Media critic Aaron Barnhart says the apparent snub of Robinson appears more widespread than HBO:

Nor did Robinson’s picture find its way into NPR’s gallery of images from the concert. Admittedly, the news division did not cover the event — NPR Music did — but the website certainly is the domain of NPR News. A search of Getty Images, and WaPo slide shows turned up nothing. In short, I found no visual evidence that an invocation was ever said.

Suddenly, Barack Obama’s minister friends aren’t news?

Robinson, a supporter of Obama, was given the concert role after criticism mounted against Obama’s choice of pastor Rick Warren to give the invocation at the inauguration on Tuesday.

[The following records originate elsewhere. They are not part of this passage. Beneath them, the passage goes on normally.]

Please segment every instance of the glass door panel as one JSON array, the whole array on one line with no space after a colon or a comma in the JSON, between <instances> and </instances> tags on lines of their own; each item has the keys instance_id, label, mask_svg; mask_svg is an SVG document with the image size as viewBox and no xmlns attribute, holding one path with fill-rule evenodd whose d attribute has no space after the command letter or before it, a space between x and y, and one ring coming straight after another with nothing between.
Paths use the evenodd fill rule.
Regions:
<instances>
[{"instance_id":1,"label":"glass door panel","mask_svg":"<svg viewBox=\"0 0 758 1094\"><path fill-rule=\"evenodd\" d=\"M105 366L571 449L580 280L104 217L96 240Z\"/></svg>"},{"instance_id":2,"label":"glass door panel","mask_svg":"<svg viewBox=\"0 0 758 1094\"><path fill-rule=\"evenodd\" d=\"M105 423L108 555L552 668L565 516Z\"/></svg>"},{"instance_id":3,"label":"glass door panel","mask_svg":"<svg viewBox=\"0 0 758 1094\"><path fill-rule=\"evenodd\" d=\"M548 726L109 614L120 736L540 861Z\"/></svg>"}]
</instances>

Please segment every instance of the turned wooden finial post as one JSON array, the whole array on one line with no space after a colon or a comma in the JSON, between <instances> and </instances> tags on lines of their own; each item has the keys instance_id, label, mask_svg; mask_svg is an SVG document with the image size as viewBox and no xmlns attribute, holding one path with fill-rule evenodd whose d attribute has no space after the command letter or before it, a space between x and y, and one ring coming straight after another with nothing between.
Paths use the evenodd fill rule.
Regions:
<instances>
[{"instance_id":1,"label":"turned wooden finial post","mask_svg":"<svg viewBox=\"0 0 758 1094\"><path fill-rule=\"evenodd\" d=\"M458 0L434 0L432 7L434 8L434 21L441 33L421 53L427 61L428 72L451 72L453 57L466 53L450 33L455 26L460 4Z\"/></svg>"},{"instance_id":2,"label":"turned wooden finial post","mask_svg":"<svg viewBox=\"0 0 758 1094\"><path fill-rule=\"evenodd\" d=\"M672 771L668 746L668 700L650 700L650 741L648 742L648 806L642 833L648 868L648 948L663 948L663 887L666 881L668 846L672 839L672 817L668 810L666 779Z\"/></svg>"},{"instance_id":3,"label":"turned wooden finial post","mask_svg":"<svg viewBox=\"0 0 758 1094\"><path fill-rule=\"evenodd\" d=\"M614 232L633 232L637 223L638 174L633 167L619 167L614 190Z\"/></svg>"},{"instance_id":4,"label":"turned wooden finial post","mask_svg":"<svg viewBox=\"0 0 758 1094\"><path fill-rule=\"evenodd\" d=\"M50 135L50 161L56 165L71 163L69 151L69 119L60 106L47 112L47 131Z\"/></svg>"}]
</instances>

The two will never be confused for one another.

A “technical glitch,” is reponsible, according to Religious Intelligence, which doesn’t appear to buy the explanation:

Concert-goers reported that while Bishop Robinson could be seen on the “Jumbotron” viewer, he could not be heard by the crowd — estimated at 750,000 by organizers. One person present told that the HBO logo did not appear on the jumbotron until after Bishop Robinson’s prayer was concluded — apparently indicating the prayer as a pre-concert event. Those close to the front of the podium, including a reporter for Christianity Today, reported the sound system was working around the stage — and privately recorded videos of the invocation were taken, showing that Bishop Robinson did indeed appear that day.

Messages to NPR’s ombudsman have not yet been returned., coincidentally, is currently featuring a profile of Rick Warren.

Update: Robinson was on NPR’s Talk of the Nation on Monday.